Logo Questions Linux Laravel Mysql Ubuntu Git Menu
 

How to compare a "basic_string" using an arbitary locale

Tags:

c++

I'm re-posting a question I submitted earlier today but I'm now citing a specific example in response to the feedback I received. The original question can be found here (note that it's not a homework assignment):

I'm simply trying to determine if C++ makes it impossible to perform an (efficient) case-INsensitive comparison of a basic_string object that also factors in any arbitrary locale object. For instance, it doesn't appear to be possible to write an efficient function such as the following:

bool AreStringsEqualIgnoreCase(const string &str1, const string &str2, const locale &loc);

Based on my current understanding (but can someone confirm this), this function has to call both ctype::toupper() and collate::compare() for the given locale (extracted as always using use_facet()). However, because collate::compare() in particular requires 4 pointer args, you either need to pass these 4 args for every char you need to compare (after first calling ctype::toupper()), or alternatively, convert both strings to upppercase first and then make a single call to collate::compare().

The 1st approach is obviously inefficient (4 pointers to pass for each char tested), and the 2nd requires you to convert both strings to uppercase in their entirety (requiring allocation of memory and needless copying/converting of both strings to uppercase). Am I correct about this, i.e., it's not possible to do it efficiently (because there's no way around collate::compare()).

like image 271
MikeR Avatar asked Dec 02 '22 19:12

MikeR


1 Answers

One of the little annoyances about trying to deal in a consistent way with all the world's writing systems is that practically nothing you think you know about characters is actually correct. This makes it tricky to do things like "case-insensitive comparison". Indeed, it is tricky to do any form of locale-aware comparison, and case-insensitivity is additionally thorny.
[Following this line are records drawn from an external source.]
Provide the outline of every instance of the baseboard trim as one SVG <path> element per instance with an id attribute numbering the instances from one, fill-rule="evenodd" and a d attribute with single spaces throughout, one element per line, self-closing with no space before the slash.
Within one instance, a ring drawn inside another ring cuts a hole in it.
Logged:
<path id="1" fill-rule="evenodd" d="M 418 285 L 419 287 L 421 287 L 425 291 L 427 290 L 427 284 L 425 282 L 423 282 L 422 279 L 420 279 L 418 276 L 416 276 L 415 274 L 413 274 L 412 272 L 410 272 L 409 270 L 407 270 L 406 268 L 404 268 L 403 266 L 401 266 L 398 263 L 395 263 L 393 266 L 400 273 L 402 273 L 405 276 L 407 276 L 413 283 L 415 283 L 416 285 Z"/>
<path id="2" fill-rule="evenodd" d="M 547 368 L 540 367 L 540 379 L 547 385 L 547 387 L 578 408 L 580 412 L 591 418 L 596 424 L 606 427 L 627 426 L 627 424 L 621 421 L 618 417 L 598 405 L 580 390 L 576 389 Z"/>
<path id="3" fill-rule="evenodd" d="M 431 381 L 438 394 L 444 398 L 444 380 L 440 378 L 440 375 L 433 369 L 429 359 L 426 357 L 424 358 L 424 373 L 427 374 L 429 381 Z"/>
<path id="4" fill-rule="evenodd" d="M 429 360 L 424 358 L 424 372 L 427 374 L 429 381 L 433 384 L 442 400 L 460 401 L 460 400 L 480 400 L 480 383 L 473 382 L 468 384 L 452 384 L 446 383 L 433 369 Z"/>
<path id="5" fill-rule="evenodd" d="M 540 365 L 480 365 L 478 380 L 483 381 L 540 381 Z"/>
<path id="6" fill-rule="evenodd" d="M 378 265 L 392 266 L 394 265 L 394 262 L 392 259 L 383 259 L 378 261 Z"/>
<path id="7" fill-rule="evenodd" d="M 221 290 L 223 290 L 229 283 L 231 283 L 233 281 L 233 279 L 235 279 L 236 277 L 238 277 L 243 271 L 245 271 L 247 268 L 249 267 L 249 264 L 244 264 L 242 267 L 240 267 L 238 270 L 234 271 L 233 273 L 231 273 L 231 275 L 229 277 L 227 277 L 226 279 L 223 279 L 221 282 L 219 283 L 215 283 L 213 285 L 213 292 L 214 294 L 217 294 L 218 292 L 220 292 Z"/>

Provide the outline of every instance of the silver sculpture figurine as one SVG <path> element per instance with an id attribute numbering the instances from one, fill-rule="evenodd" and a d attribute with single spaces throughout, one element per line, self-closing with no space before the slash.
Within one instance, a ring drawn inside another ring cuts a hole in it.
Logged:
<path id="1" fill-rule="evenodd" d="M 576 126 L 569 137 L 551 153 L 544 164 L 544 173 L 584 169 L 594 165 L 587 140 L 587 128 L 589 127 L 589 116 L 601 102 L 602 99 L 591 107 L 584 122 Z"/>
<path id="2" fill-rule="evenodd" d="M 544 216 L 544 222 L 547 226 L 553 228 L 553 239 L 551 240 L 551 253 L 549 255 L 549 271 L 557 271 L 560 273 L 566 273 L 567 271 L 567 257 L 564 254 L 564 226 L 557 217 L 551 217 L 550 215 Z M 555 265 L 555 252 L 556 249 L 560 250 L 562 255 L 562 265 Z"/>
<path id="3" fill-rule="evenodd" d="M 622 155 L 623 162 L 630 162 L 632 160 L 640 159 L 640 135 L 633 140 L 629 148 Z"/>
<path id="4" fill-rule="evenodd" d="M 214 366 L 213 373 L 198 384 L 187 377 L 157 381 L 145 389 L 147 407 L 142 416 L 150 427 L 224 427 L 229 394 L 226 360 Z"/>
With some constraints, though, it is possible to accomplish. The algorithm needed can be implemented "efficiently" using normal programming practices (and precomputation of some static data), but it cannot be implemented as efficiently as an incorrect algorithm. It is often possible to trade off correctness for speed, but the results are not pleasant. Incorrect but fast locale implementations may appeal to those whose locales are implemented correctly, but are clearly unsatisfactory for the part of the audience whose locales produce unexpected results.

Lexicographical ordering doesn't work for human beings

Most locales (other than the "C" locale) for languages which have case already handle letter case in the manner expected, which is to use case differences only after all other differences have been taken into account. That is, if a list of words are sorted in the locale's collation order, then words in the list which differ only in case are going to be consecutive. Whether the words with upper case come before or after words with lower case is locale-dependent, but there won't be other words in between.

That result cannot be achieved by any single-pass left-to-right character-by-character comparison ("lexicographical ordering"). And most locales have other collation quirks which also don't yield to naïve lexicographical ordering.

Standard C++ collation should be able to deal with all of these issues, if you have appropriate locale definitions. But it cannot be reduced to lexicographical comparison just using a comparison function over pairs of whar_t, and consequently the C++ standard library doesn't provide that interface.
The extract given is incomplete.